In Johnson, the court looked to United States v. Neustadt (1961) 366 U.S. 696 [6 L.Ed.2d 614, 81 S.Ct. 1294], which had interpreted a portion of the Federal Tort Claims Act, 28 United States Code section 2680(h), which the Johnson court described as analogous to our section 818.8. In Neustadt, the Federal Housing Administration had negligently furnished an inaccurate inspection and appraisal report on property, as a result of which the purchaser was induced to pay a price in excess of fair market value. The high court held in Neustadt that the federal act, which grants immunity for misrepresentation, was a bar to any recovery by the purchaser. The Johnson court's reference to Neustadt in this context must be taken as indicating that the facts in Neustadt illustrated the type of misrepresentation which is within the ambit of section 818.8.
In the case before us the alleged interference with financial interest is closely analogous to the interference for which the government was immune in Neustadt.
One other functionally similar decision is Hirsch v. Department of Motor Vehicles (1974) 42 Cal.App.3d 252 [ 115 Cal.Rptr. 452]. There the plaintiff purchased an automobile from the person identified as owner on the ownership certificate which the department had issued. In fact, the car had been stolen and the department had been negligent. The action against the department to recover damages was based on negligence, and the department's demurrer was sustained upon the immunity found in Government Code sections 818.4 and 821.2 for issuance of "any permit, license, certificate," etc.

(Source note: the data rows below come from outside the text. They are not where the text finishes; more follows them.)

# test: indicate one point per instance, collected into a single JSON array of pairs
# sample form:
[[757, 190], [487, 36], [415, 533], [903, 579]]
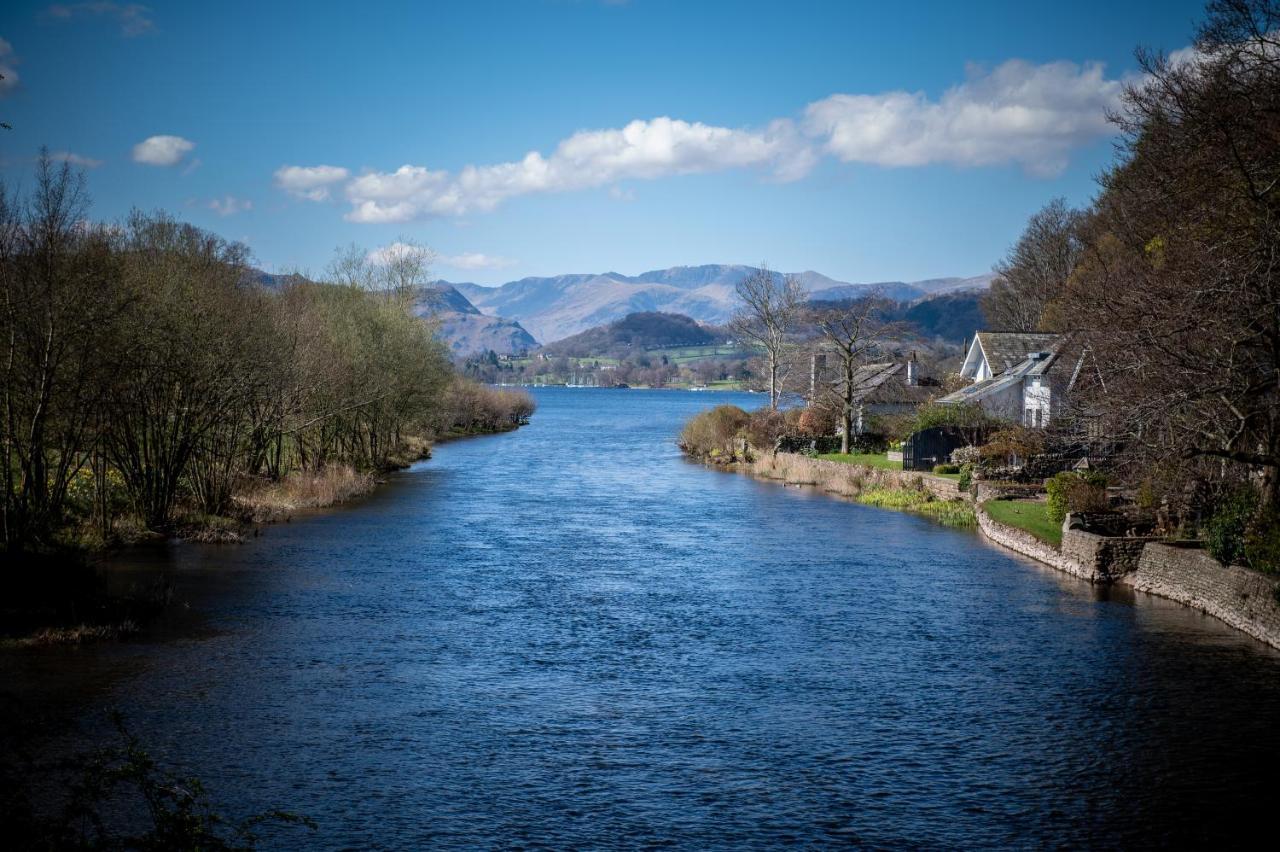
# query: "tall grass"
[[330, 485], [851, 481]]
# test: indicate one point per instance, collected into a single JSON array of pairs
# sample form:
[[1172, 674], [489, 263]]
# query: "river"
[[568, 636]]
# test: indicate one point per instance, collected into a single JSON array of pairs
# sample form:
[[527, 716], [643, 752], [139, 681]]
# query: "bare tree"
[[772, 306], [853, 331], [1033, 275], [1178, 296], [406, 266]]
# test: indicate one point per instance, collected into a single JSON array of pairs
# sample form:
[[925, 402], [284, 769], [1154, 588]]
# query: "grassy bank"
[[1028, 516], [871, 459], [851, 481]]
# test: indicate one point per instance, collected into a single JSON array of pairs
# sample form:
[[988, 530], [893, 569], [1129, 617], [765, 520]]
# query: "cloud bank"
[[131, 17], [229, 205], [163, 150], [1016, 114], [475, 260], [309, 182]]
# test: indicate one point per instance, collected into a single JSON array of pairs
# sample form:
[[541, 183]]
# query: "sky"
[[867, 141]]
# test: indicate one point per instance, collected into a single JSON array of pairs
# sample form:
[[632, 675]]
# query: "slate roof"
[[1008, 349], [886, 383]]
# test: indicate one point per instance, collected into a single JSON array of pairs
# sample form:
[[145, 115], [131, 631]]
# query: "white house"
[[1018, 376]]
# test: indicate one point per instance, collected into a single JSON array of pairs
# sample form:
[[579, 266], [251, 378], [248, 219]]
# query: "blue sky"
[[859, 140]]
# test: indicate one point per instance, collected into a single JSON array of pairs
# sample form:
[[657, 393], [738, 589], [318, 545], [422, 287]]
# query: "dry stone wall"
[[1244, 599]]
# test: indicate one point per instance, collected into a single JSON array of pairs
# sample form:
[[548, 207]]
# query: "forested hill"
[[639, 331]]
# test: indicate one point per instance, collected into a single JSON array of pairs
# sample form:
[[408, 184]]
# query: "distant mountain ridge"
[[465, 329], [556, 307], [636, 333]]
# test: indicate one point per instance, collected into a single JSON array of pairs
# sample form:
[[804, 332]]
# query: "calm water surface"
[[570, 637]]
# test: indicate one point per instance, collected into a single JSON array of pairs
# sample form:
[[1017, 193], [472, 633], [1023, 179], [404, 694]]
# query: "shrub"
[[1075, 491], [1013, 441], [713, 430], [766, 426], [817, 421], [1226, 527], [1262, 541]]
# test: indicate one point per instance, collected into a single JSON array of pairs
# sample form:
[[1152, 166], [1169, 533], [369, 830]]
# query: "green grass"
[[1025, 514], [952, 513], [869, 459]]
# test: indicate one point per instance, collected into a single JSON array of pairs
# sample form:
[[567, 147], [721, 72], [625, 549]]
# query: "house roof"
[[1008, 349], [984, 388], [1037, 362], [886, 383]]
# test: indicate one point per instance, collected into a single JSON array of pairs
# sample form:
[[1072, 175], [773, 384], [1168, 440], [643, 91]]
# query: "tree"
[[851, 331], [772, 306], [1178, 293], [1033, 275], [60, 308]]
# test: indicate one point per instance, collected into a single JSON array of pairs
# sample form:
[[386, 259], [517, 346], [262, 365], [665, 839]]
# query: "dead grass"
[[77, 635], [319, 489]]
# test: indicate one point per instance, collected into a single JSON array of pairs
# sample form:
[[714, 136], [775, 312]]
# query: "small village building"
[[1022, 378], [886, 389]]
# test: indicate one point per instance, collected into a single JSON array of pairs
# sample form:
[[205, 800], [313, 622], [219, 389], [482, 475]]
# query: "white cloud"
[[309, 182], [397, 250], [8, 59], [76, 159], [641, 150], [229, 205], [1032, 115], [475, 260], [132, 18], [1018, 113], [163, 150]]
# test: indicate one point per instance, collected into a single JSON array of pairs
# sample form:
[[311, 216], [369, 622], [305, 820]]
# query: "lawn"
[[1025, 514], [869, 459]]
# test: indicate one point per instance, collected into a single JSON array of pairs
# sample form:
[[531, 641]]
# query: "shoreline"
[[1240, 598], [83, 575]]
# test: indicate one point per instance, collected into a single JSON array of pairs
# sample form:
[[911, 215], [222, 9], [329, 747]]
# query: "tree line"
[[149, 371], [1170, 279]]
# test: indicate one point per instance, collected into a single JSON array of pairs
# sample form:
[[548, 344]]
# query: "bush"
[[1013, 441], [1226, 527], [1075, 491], [713, 430], [766, 426], [817, 421], [1262, 541]]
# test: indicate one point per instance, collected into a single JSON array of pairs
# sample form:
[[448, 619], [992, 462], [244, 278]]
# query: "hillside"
[[553, 308], [636, 333], [466, 330]]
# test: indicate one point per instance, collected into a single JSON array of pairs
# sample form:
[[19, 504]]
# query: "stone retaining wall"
[[1105, 557], [1028, 545], [1244, 599]]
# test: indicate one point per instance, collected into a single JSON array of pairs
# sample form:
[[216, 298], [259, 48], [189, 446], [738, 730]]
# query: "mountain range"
[[553, 308], [465, 329]]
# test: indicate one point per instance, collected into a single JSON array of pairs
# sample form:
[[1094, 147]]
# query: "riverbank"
[[1178, 571], [62, 596], [1243, 599], [933, 497]]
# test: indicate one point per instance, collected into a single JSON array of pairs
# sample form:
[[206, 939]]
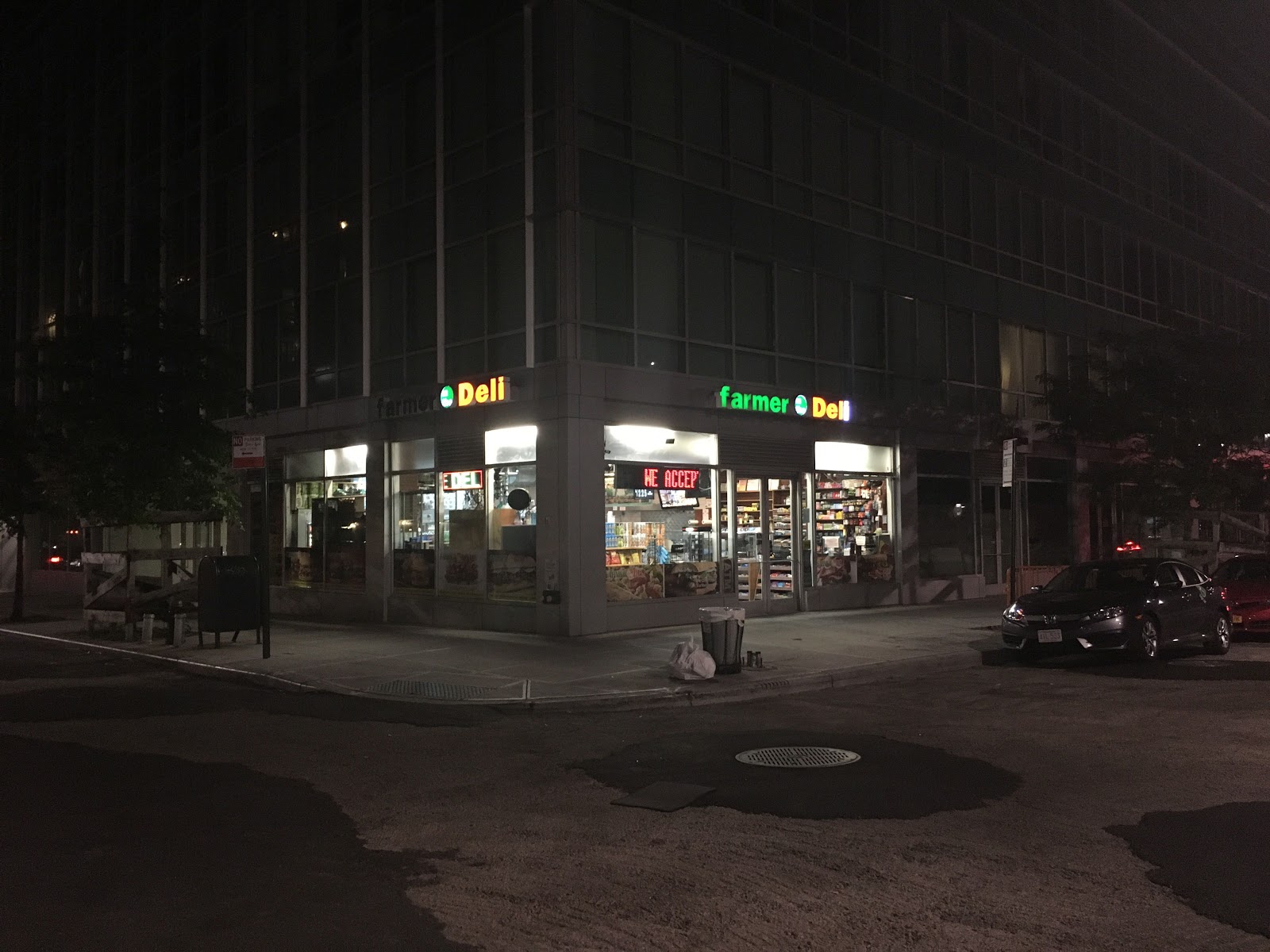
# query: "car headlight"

The appellate court affirmed the dismissal upon that ground, and then added this (at p. 258): "Further, quite aside from sections 818.4 and 821.2, the certificate of ownership here issued can clearly be construed as a `misrepresentation' by the Department of Motor Vehicles of the true ownership of the vehicle, falling within the purview of section 818.8; thus defendant would be entitled to immunity under that section alone."
Other cases applying section 818.8 to deny relief for injury to financial or commercial interests are Schonfeld v. City of Vallejo (1975) 50 Cal.App.3d 401, 407 [ 123 Cal.Rptr. 669]; Universal By-Products, Inc. v. City of Modesto (1974) 43 Cal.App.3d 145, 154 [ 117 Cal.Rptr. 525]; Brown v. City of Los Angeles (1968) 267 Cal.App.2d 849 [ 73 Cal.Rptr. 364].

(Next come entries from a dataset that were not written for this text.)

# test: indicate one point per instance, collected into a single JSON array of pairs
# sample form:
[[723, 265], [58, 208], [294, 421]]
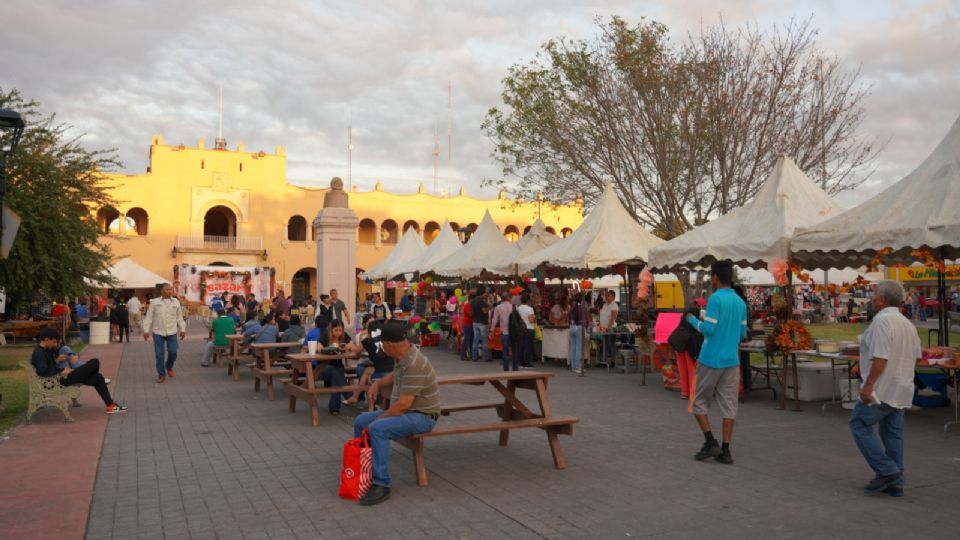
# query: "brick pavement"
[[202, 456], [48, 468]]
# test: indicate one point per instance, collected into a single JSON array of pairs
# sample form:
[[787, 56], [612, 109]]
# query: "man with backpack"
[[502, 315]]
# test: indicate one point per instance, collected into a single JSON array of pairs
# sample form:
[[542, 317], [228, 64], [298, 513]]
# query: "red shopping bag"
[[356, 475]]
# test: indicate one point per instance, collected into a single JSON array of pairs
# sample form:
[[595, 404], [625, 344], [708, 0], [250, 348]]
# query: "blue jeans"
[[576, 347], [386, 430], [467, 345], [170, 344], [884, 454], [480, 336], [334, 376]]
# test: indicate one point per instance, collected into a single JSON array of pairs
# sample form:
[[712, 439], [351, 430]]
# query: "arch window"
[[389, 233], [220, 221], [430, 232], [367, 231], [138, 222], [297, 229]]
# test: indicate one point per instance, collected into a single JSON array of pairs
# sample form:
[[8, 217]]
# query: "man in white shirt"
[[164, 320], [135, 308], [889, 350]]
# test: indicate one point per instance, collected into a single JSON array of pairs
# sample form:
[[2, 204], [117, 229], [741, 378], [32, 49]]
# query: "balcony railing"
[[219, 243]]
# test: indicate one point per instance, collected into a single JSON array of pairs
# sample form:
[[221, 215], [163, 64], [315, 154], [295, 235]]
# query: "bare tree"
[[685, 132]]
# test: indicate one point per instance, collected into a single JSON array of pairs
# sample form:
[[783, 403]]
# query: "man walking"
[[414, 407], [889, 350], [718, 366], [164, 320]]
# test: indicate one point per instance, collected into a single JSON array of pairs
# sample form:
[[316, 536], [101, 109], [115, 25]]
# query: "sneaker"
[[894, 491], [115, 408], [708, 450], [375, 495], [883, 482]]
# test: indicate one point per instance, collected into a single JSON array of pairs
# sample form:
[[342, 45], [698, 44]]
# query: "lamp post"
[[11, 128]]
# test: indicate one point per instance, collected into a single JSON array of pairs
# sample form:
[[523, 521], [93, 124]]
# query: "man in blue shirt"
[[718, 367]]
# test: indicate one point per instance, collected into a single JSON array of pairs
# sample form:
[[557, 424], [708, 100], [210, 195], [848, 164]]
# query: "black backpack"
[[515, 324]]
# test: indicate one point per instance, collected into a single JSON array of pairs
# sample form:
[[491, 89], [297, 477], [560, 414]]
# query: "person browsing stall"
[[414, 407]]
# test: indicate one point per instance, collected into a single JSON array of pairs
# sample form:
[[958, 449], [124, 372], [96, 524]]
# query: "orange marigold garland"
[[794, 336]]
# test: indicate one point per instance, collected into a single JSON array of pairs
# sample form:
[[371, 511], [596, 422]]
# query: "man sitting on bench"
[[44, 360], [414, 407]]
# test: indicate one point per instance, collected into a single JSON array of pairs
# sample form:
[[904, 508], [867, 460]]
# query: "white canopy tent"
[[608, 236], [920, 211], [442, 246], [130, 275], [755, 233], [409, 250], [537, 238], [486, 244]]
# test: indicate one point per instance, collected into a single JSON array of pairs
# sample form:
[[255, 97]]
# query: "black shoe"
[[879, 484], [894, 491], [709, 450], [375, 495]]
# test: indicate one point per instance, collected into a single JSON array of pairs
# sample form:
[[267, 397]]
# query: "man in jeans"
[[718, 366], [414, 407], [44, 360], [164, 320], [480, 310], [889, 350]]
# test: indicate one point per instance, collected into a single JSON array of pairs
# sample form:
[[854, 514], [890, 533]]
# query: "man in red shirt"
[[467, 325]]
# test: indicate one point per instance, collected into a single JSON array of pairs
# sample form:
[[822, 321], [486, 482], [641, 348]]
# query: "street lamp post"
[[11, 128]]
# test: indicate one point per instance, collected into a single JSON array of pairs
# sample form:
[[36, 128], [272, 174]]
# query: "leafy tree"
[[52, 182], [684, 131]]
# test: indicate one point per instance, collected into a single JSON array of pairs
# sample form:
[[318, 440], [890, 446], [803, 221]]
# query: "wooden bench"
[[48, 392]]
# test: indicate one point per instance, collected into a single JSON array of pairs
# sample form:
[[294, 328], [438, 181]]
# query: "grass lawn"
[[13, 382]]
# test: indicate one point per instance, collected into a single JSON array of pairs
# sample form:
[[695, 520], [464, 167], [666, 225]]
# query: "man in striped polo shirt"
[[724, 326], [414, 407]]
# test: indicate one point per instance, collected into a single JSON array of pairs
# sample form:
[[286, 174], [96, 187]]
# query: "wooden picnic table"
[[233, 361], [513, 413], [263, 366], [301, 365]]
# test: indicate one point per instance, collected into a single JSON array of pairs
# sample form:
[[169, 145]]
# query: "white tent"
[[474, 257], [409, 250], [920, 211], [442, 246], [608, 236], [130, 275], [755, 233], [537, 238]]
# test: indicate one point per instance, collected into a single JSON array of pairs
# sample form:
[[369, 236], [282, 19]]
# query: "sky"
[[297, 74]]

(5) Since we conclude that Government Code section 818.8 and its counterpart section 822.2, are applicable, we need not consider the efficacy of the exculpatory provisions of the Hermosa Beach ordinance.
(6) Finally, we must point out that the Grenells' cross-complaint stated a cause of action for declaratory relief by alleging the existence of a justiciable controversy. The pleaders were entitled to a declaration, whether favorable or unfavorable, to them. Thus it was not proper for the trial court to sustain a general demurrer solely upon the ground that the pleaders were not entitled to a favorable judgment. (See Jefferson Incorporated v. City of Torrance (1968) 266 Cal.App.2d 300, 302 [ 72 Cal.Rptr. 85].) However, it is unnecessary to send the case back for a declaration of rights, since we can accomplish that by a modification of the judgment. (See Teachers Management Inv. Corp. v. City of Santa Cruz (1976) 64 Cal.App.3d 438, 449 [ 134 Cal.Rptr. 523].)

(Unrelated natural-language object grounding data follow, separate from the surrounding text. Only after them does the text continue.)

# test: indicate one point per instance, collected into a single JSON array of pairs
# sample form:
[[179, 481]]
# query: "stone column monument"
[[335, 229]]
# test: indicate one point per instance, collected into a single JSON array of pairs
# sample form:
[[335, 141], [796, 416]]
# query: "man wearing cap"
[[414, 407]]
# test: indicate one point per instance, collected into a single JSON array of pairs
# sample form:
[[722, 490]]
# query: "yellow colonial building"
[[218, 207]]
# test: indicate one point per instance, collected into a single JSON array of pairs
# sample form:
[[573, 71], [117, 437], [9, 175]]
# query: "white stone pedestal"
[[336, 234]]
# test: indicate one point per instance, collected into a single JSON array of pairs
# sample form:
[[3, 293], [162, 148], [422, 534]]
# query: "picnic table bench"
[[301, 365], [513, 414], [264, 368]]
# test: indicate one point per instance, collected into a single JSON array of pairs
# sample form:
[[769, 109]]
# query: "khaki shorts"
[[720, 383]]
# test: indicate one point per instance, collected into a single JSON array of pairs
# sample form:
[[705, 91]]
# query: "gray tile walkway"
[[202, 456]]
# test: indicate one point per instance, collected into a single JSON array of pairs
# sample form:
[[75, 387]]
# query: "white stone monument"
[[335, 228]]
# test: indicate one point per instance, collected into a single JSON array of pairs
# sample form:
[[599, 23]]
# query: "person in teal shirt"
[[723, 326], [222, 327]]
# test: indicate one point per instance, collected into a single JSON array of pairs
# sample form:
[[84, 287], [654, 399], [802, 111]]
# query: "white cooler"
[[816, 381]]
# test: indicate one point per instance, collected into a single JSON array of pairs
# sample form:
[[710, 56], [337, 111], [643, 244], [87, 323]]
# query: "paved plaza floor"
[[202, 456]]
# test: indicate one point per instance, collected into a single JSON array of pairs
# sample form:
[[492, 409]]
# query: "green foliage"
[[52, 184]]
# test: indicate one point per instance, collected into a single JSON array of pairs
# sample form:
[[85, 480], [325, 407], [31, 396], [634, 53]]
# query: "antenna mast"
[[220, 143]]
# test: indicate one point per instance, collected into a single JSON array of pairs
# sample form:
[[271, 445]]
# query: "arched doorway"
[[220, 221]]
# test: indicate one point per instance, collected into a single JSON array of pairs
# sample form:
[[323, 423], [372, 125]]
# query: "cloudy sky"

The order of September 30, 1976, sustaining the demurrer to the cross-complaint is vacated. The judgment (order of dismissal filed Oct. 12, 1976) is modified to read as follows:
"It is declared that cross-complainants Bernard B. Grenell and Barbara Grenell are not entitled to be indemnified by cross-defendants, City of Hermosa Beach and Pat F. Brown, for any loss, liability or expense by reason of the acts alleged in plaintiffs' complaint."
As so modified, the judgment is affirmed. The appeal from the order of January 27, 1977, is dismissed. Each side shall bear its own costs on appeal.
Kingsley, J., and Burke (M.L.), J., concurred.
Assigned by the Chairperson of the Judicial Council.